Whamit!

The Weekly Newsletter of MIT Linguistics

Syntax Square 3/17 - Coppe van Urk

Speaker: Coppe van Urk (MIT)
Title:Pronoun copying in Dinka and the realization of copies
Time: Tuesday 3/17, 12:30-1:45
Place: 32-D461

In a number of cases, pronouns seem to be able to spell out more articulated copies of lexical DPs. This has been argued for resumptive pronouns in many languages (e.g. Aoun et al. 2001; Boeckx 2003; Sichel 2014) and also for clitic doubling, subject doubling, and wh-copying (e.g. Felser 2004; Bruening 2006; Holmberg and Nikanne 2008; Harizanov, to appear). In this talk, I present further evidence for this claim from a pattern of pronoun copying in the Nilotic language Dinka (South Sudan).

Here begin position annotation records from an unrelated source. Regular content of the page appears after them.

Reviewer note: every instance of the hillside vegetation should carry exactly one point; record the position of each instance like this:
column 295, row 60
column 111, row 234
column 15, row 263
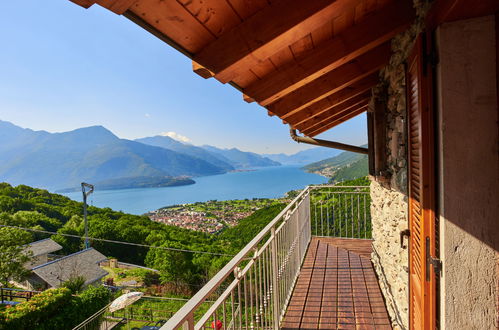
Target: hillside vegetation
column 28, row 207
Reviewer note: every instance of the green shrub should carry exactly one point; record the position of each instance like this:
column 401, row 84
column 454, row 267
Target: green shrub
column 55, row 309
column 31, row 314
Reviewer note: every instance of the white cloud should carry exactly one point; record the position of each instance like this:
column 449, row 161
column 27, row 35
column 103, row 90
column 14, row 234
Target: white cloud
column 176, row 136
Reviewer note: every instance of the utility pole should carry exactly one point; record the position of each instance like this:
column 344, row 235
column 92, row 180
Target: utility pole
column 85, row 195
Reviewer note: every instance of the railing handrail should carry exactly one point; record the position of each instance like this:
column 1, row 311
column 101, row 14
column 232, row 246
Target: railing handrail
column 185, row 312
column 315, row 186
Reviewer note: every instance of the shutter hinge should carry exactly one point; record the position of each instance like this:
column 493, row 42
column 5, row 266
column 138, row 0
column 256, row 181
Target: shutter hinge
column 433, row 58
column 430, row 260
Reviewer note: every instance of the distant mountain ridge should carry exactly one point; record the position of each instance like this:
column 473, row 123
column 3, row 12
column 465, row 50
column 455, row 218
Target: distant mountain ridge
column 63, row 160
column 240, row 159
column 198, row 152
column 228, row 159
column 345, row 166
column 305, row 156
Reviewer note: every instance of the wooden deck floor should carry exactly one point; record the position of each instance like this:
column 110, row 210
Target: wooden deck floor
column 337, row 288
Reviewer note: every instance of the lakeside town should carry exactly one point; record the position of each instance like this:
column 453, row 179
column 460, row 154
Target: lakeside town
column 212, row 216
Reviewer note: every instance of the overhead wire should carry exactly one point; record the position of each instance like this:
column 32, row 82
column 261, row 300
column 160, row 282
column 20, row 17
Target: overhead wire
column 119, row 242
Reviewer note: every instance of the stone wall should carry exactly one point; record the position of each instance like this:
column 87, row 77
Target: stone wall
column 469, row 173
column 389, row 208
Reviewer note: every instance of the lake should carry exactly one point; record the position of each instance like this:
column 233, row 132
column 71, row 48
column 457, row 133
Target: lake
column 267, row 182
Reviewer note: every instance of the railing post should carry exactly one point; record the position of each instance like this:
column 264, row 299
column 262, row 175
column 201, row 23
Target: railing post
column 189, row 322
column 275, row 284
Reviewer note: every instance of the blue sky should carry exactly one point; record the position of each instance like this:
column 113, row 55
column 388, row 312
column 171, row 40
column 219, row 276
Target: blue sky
column 63, row 67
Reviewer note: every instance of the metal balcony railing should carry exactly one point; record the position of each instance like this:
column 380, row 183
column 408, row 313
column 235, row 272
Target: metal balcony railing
column 258, row 282
column 341, row 211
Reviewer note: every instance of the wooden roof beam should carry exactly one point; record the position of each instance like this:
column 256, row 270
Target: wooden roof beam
column 201, row 70
column 358, row 39
column 267, row 31
column 343, row 108
column 343, row 95
column 333, row 81
column 116, row 6
column 336, row 121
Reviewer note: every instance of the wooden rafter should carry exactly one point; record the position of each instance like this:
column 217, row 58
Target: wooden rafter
column 336, row 122
column 333, row 81
column 341, row 109
column 343, row 95
column 266, row 32
column 360, row 38
column 116, row 6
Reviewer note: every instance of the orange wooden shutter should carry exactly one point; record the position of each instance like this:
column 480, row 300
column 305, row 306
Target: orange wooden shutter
column 422, row 290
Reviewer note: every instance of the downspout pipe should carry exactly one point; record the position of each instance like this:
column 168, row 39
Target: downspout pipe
column 325, row 143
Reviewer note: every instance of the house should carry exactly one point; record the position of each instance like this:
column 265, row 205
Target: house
column 83, row 263
column 426, row 73
column 40, row 251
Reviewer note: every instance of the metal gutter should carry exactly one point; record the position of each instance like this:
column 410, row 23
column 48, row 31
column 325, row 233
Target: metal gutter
column 328, row 144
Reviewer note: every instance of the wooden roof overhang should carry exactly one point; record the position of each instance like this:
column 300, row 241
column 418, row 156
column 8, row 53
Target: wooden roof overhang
column 312, row 63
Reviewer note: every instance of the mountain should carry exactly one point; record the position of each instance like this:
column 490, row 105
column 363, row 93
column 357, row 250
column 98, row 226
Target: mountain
column 63, row 160
column 345, row 166
column 305, row 156
column 240, row 159
column 187, row 149
column 138, row 182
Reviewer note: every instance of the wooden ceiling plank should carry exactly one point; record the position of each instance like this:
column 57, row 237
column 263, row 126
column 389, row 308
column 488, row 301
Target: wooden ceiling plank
column 372, row 32
column 336, row 116
column 201, row 70
column 302, row 46
column 245, row 8
column 453, row 10
column 84, row 3
column 334, row 111
column 263, row 68
column 336, row 122
column 173, row 20
column 335, row 99
column 365, row 8
column 344, row 21
column 322, row 34
column 116, row 6
column 217, row 16
column 266, row 32
column 281, row 58
column 332, row 82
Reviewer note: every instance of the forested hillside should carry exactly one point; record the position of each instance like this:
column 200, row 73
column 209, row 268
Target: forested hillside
column 38, row 209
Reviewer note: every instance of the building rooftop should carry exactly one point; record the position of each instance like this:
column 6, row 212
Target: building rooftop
column 83, row 263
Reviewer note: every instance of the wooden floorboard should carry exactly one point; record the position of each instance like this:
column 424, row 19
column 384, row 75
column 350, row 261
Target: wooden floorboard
column 337, row 288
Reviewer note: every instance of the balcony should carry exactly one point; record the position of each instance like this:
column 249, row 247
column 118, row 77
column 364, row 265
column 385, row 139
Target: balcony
column 309, row 268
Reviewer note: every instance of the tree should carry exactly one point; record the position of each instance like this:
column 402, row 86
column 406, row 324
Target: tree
column 13, row 255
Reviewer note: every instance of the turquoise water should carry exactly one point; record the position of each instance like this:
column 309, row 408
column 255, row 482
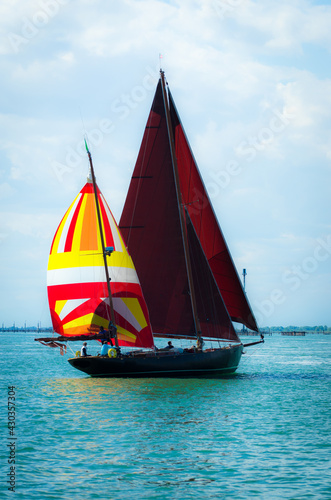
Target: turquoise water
column 263, row 434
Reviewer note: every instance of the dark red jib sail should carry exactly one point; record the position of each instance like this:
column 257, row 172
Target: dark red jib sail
column 150, row 225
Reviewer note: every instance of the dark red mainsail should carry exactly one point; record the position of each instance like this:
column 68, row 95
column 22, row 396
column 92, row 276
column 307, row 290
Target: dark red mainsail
column 150, row 225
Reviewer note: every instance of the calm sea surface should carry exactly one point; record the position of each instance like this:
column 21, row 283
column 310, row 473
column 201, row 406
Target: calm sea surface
column 263, row 434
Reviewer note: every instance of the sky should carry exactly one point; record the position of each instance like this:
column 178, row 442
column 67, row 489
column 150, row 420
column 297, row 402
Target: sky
column 251, row 82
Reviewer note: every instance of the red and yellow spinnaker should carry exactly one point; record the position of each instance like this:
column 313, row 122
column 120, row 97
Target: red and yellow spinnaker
column 76, row 279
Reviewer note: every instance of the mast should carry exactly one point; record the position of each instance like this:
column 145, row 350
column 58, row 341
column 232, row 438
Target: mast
column 112, row 314
column 180, row 209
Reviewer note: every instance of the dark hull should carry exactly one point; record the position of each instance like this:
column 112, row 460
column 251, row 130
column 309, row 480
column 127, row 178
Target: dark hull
column 217, row 362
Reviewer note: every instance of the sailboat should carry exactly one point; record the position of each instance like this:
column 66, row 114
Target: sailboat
column 164, row 271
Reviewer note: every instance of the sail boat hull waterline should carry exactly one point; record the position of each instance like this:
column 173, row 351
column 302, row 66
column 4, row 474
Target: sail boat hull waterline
column 215, row 362
column 166, row 268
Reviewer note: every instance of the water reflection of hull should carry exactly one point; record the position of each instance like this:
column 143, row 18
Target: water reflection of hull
column 162, row 364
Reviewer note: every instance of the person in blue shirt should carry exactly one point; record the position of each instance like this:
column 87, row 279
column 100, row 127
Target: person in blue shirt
column 104, row 349
column 83, row 351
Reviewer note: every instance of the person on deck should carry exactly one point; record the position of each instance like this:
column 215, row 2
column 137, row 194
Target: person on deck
column 104, row 348
column 200, row 343
column 112, row 334
column 83, row 351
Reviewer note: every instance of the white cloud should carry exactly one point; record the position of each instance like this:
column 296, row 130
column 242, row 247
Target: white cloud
column 234, row 67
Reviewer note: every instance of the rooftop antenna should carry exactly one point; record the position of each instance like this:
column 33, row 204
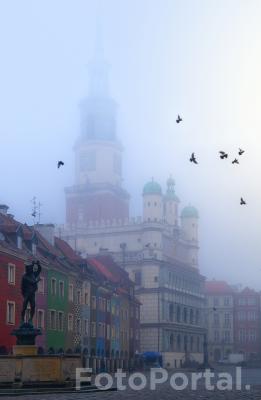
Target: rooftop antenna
column 34, row 209
column 39, row 212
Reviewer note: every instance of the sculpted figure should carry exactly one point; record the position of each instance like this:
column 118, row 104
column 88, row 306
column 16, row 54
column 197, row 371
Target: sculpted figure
column 29, row 288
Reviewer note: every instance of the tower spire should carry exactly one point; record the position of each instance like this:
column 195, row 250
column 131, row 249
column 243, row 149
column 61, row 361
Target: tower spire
column 98, row 67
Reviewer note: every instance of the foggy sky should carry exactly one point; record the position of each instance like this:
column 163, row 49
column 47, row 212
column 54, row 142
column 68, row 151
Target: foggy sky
column 200, row 58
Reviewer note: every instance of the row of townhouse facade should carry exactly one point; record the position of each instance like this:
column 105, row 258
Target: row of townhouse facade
column 233, row 317
column 83, row 305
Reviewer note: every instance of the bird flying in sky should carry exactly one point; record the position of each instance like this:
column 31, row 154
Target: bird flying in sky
column 223, row 155
column 193, row 158
column 59, row 164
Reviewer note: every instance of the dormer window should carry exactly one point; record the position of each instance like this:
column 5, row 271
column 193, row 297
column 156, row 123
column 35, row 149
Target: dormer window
column 19, row 242
column 34, row 249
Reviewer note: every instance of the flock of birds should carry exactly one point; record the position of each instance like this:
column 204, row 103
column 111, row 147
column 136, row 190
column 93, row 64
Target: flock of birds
column 222, row 154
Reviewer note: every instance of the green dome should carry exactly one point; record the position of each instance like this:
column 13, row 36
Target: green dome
column 189, row 212
column 172, row 196
column 152, row 187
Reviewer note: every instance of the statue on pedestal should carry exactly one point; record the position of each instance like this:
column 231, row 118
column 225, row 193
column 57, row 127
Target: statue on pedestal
column 26, row 333
column 29, row 287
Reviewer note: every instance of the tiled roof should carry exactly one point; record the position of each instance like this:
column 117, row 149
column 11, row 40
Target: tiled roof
column 218, row 287
column 103, row 269
column 66, row 250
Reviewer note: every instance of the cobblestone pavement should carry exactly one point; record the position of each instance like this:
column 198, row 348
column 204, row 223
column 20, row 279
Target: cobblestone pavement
column 166, row 392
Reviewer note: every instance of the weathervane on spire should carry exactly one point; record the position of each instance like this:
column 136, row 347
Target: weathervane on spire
column 36, row 210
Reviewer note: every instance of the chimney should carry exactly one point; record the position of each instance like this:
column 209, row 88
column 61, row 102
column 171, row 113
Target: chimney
column 3, row 209
column 47, row 231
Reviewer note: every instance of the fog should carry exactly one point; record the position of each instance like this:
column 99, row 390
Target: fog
column 201, row 59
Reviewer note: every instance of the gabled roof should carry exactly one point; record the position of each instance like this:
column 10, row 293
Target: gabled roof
column 218, row 287
column 247, row 291
column 102, row 269
column 66, row 250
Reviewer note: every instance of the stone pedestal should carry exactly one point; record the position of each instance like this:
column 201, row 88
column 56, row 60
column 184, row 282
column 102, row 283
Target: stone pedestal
column 19, row 370
column 26, row 334
column 23, row 350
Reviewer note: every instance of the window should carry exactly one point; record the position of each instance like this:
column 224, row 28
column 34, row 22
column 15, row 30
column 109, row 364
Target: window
column 251, row 301
column 94, row 302
column 131, row 333
column 117, row 164
column 227, row 320
column 41, row 286
column 40, row 319
column 216, row 336
column 70, row 322
column 61, row 288
column 252, row 315
column 226, row 301
column 70, row 292
column 19, row 242
column 34, row 248
column 137, row 278
column 113, row 332
column 227, row 336
column 88, row 161
column 86, row 298
column 52, row 319
column 78, row 326
column 241, row 315
column 242, row 335
column 100, row 303
column 86, row 327
column 216, row 301
column 252, row 335
column 93, row 329
column 185, row 315
column 11, row 274
column 60, row 321
column 216, row 319
column 53, row 286
column 118, row 311
column 100, row 329
column 10, row 312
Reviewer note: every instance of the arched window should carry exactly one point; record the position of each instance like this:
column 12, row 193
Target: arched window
column 179, row 342
column 178, row 314
column 191, row 316
column 171, row 311
column 191, row 343
column 171, row 342
column 197, row 317
column 185, row 343
column 198, row 344
column 185, row 316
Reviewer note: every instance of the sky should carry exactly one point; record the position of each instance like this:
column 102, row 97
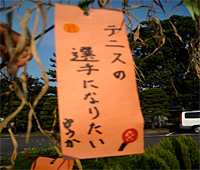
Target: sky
column 46, row 47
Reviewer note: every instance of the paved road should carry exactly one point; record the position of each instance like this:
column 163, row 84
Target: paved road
column 40, row 140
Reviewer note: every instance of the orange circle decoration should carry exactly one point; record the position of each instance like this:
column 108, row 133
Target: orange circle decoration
column 71, row 28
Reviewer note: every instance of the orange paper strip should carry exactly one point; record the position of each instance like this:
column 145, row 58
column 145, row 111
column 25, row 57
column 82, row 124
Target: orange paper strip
column 99, row 108
column 44, row 163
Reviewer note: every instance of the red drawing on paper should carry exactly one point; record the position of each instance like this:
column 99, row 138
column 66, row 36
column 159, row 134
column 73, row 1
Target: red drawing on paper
column 128, row 136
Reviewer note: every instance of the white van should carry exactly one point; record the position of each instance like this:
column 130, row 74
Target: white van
column 190, row 120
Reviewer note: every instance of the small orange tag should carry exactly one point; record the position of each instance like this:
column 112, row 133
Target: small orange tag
column 99, row 108
column 42, row 163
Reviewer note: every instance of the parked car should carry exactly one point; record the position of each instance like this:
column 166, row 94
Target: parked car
column 190, row 120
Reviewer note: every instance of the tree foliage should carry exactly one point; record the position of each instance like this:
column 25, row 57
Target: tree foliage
column 168, row 68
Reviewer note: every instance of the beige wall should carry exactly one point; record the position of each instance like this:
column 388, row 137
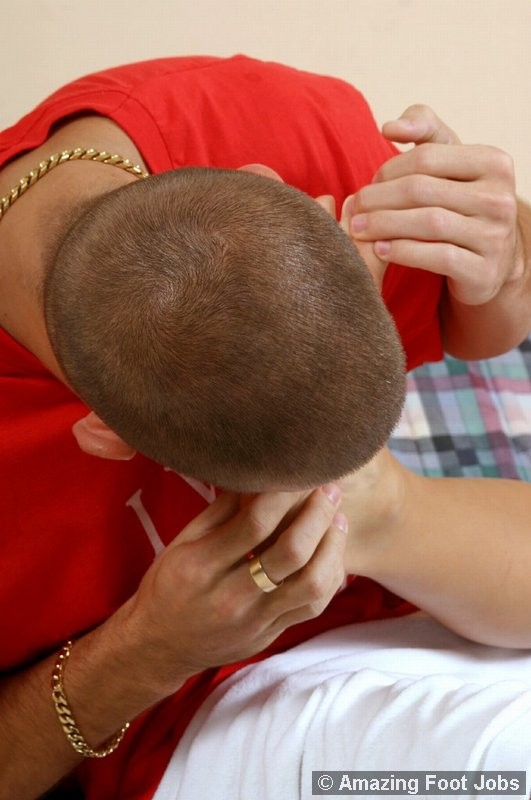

In Dinka, long-distance extraction of any plural noun phrase, regardless of person or complexity, is accompanied by the appearance of a 3rd person plural pronoun at the edge of each verb phrase on the path of movement. I show that similar number asymmetries are attested in resumption and subject doubling. On the basis of this, I propose that copies may undergo partial spell-out, targeting just the phi-layer, resulting in a pronoun. This allows us to connect the asymmetry in Dinka pronoun copying to a general asymmetry in how number is spelled out in the language.